Category Page: ABFEK

Women Who Weave: A Bigger Market for Handmade Baskets When Congo Bans Plastic Bags

 

woman walking with basket.png

The girls and women step inside the Mumosho Women’s Center, take off their flip-flops, set their kids down on the floor to play, and gather up handfuls of colorful bright rope.  They watch and follow along to the basket-making teacher’s advice, weaving the rope into gorgeous baskets to sell at the local market and in their villages.  For half a year, a class of women come together three days a week to learn the art of basket-making and marketing, so that, like graduate Chantal (pictured below), they can sell their art, and earn income to feed their families and send their kids to school.  Depending on the size of the basket, they sell from $3 to $8 dollars a piece.

basket making collage

Many people agree, plastic bags are the bane of our modern existence.  While convenient, they are not only unappealing when they escape to get caught in trees or stuck in gutters, but they are terrible for the environment: According to a 2014 report from the Earth Policy Institute, “worldwide, a trillion single-use plastic bags are used each year, nearly 2 million each minute. Usage varies widely among countries, from over 400 a year for many East Europeans, to just four a year for people in Denmark and Finland. Plastic bags, made of depletable natural gas or petroleum resources, are often used only for a matter of minutes. Yet they last in the environment for hundreds of years, shredding into ever-smaller pieces but never fully breaking down.”
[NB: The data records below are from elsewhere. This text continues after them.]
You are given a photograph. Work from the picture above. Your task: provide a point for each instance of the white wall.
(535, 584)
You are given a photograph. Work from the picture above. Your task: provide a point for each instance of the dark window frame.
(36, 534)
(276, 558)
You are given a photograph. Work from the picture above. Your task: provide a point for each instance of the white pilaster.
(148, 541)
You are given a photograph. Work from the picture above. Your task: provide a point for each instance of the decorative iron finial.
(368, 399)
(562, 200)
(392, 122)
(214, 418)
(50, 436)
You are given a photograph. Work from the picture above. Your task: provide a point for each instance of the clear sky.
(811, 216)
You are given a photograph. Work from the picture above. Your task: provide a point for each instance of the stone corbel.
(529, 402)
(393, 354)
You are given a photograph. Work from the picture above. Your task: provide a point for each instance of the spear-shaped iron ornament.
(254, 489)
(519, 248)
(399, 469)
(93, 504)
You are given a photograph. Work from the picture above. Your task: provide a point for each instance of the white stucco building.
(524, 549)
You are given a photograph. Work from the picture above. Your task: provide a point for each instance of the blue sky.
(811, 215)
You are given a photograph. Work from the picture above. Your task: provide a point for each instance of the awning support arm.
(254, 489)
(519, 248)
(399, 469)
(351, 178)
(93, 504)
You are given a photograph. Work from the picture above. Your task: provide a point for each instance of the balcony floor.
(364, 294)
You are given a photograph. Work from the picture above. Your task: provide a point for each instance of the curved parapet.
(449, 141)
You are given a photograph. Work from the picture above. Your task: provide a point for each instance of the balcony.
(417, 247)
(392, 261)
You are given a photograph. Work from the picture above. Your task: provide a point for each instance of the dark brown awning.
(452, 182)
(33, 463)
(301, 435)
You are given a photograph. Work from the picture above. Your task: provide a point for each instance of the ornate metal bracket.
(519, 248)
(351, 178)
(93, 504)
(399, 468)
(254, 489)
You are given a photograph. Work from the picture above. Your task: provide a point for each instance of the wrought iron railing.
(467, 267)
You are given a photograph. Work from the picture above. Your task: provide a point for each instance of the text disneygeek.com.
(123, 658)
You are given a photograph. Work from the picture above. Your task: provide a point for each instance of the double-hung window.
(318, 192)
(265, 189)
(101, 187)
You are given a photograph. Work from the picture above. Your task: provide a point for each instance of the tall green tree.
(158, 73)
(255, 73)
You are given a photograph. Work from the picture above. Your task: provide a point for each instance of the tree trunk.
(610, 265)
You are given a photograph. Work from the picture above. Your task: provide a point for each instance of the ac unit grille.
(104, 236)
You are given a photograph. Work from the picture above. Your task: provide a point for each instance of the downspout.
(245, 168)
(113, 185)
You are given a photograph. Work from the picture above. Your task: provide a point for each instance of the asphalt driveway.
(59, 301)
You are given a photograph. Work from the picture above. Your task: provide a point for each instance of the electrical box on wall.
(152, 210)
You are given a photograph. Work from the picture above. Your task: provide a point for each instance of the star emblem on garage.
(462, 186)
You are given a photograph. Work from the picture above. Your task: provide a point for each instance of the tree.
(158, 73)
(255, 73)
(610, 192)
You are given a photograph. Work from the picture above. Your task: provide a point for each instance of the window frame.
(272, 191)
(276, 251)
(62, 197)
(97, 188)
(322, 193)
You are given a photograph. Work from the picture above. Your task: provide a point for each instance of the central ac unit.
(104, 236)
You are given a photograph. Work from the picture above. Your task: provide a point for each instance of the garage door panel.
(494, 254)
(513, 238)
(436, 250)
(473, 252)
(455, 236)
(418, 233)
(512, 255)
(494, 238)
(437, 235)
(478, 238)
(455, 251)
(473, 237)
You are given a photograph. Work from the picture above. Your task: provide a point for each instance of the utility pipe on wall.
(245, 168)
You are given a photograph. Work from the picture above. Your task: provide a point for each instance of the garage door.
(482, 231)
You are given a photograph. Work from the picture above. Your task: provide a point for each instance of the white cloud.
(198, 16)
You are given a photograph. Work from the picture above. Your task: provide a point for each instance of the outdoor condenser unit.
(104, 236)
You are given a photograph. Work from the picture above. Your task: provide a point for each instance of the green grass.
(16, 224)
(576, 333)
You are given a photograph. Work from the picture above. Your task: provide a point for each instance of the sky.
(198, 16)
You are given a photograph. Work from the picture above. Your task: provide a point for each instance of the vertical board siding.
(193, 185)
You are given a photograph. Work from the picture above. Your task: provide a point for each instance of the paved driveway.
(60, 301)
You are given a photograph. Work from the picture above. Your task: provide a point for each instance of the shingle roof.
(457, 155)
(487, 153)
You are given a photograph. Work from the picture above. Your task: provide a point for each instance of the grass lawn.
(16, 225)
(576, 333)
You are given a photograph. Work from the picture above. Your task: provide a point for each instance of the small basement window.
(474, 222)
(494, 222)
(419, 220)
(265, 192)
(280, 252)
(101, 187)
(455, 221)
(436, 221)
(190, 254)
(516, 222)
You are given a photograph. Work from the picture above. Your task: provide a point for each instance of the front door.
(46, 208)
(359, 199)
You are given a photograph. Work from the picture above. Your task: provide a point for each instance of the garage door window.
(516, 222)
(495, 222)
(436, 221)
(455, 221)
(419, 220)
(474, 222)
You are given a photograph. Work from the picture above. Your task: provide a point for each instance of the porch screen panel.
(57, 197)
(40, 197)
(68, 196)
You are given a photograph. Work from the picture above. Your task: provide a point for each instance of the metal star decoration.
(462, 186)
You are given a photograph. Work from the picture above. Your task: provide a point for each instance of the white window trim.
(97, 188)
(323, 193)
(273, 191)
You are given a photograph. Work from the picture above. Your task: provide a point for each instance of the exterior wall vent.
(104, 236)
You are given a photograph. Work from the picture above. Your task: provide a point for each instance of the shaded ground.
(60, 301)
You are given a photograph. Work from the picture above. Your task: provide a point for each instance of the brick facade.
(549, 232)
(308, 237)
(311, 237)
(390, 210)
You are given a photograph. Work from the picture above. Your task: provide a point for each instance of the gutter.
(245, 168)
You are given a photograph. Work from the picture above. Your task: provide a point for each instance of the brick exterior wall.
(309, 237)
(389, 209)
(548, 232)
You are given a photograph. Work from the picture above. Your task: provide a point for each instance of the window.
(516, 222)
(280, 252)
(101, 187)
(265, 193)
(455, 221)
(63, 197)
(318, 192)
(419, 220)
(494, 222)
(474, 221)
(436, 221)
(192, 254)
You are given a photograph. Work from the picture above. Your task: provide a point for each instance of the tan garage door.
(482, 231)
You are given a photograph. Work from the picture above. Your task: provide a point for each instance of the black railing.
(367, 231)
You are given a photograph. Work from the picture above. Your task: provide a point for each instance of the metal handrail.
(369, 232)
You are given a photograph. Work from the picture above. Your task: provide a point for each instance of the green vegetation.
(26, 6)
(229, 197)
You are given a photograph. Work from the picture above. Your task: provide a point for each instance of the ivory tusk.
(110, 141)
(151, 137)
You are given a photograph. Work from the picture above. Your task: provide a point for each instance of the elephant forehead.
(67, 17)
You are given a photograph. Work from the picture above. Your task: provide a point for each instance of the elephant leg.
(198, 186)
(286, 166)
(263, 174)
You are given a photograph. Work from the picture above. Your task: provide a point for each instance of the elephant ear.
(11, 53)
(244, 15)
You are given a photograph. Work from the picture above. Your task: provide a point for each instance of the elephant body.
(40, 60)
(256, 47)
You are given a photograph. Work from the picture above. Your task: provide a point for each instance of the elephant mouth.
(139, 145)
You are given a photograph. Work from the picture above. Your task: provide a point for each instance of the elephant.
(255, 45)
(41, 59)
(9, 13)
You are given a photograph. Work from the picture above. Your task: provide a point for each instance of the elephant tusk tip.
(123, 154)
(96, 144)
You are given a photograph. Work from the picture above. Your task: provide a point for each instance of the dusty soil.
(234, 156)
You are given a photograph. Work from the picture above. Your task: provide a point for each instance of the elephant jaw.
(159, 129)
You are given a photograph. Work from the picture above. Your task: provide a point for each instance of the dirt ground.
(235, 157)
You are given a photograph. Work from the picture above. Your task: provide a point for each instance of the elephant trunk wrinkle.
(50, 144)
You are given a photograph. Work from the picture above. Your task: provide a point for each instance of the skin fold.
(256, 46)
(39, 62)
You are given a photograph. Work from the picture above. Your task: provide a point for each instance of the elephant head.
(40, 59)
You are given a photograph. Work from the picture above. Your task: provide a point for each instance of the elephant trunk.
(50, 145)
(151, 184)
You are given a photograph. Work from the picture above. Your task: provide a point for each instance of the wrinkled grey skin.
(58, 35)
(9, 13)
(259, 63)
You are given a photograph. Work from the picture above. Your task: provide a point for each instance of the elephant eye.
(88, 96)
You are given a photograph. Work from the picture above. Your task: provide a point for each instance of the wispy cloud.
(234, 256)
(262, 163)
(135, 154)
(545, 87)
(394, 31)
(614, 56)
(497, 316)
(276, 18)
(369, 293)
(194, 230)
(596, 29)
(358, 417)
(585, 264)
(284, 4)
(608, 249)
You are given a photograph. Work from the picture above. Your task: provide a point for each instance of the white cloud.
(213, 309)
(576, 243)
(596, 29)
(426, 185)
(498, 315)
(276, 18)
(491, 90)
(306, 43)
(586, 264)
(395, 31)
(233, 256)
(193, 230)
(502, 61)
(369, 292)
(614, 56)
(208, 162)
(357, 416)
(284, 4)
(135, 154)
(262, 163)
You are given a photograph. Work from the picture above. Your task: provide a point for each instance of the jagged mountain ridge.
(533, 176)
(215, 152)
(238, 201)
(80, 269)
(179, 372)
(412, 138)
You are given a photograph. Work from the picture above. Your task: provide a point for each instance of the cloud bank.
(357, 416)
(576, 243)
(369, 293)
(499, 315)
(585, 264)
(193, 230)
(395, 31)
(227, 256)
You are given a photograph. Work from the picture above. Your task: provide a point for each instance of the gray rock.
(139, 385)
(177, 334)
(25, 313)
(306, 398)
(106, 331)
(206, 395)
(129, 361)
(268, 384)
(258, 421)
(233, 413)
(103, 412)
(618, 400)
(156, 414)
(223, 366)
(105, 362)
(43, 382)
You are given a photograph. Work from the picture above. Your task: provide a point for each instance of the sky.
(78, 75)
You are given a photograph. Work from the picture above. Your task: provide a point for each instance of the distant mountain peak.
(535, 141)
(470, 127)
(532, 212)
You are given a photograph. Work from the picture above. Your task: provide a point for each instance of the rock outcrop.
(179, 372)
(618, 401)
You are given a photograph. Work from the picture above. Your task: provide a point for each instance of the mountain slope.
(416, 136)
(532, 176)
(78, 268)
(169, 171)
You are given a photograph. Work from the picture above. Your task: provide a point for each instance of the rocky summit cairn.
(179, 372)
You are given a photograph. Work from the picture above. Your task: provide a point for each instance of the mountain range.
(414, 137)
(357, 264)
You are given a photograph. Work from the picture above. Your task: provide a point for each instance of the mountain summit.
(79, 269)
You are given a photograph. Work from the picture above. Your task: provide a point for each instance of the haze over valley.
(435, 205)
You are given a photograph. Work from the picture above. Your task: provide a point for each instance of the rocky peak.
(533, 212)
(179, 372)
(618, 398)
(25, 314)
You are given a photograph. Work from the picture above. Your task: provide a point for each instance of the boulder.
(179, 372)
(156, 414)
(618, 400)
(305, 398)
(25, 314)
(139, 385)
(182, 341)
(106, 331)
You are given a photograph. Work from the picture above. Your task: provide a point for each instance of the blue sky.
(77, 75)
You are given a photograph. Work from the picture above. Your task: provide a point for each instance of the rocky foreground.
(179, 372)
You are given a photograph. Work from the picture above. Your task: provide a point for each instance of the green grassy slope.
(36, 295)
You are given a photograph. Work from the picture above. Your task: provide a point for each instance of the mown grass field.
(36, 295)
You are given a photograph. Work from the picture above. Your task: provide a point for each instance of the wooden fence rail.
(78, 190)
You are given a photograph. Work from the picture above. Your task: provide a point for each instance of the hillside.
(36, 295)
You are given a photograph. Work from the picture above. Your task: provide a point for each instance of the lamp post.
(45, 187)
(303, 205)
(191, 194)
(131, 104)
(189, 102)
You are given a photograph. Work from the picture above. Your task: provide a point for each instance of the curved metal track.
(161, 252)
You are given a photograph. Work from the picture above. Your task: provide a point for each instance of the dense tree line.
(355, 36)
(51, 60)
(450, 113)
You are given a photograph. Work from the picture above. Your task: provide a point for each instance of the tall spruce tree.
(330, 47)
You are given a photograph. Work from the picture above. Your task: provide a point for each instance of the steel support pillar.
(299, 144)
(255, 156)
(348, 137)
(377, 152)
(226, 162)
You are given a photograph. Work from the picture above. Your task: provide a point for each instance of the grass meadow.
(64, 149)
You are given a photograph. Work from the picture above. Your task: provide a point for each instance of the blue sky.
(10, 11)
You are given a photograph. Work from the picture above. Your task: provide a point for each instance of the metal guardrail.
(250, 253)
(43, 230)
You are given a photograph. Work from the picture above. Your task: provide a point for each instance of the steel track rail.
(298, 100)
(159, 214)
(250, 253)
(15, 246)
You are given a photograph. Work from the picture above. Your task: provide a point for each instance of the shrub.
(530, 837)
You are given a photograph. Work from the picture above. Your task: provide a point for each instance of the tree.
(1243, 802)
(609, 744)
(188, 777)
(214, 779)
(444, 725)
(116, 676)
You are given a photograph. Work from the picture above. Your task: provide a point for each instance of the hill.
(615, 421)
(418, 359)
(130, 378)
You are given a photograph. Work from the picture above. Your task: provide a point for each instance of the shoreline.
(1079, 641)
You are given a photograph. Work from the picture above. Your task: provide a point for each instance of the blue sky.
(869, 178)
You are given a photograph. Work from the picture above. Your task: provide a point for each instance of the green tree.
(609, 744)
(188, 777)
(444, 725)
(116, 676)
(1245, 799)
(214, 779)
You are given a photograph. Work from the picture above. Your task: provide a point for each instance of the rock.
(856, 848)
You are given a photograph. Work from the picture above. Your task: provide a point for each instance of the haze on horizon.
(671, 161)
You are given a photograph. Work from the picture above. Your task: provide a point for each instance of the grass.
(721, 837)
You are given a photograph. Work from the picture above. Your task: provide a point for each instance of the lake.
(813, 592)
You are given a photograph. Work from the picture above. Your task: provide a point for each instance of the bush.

The government in Congo banned the use of plastic bags, and when that law takes effect, it will mean even more need for and better sales of these beautiful baskets!

Chantal, a basket making graduate, successfully sells her work to help support her family.

Chantal, a graduate of our basket making training program, successfully sells her work to help support her family.

Read more about our work on our blog, and consider a monthly donation to partner with the women in our vocational training programs in Congo, from basket-making to sewing to literacy classes, your dollars make a difference, giving hope and empowering the girls and women with the means to change their lives.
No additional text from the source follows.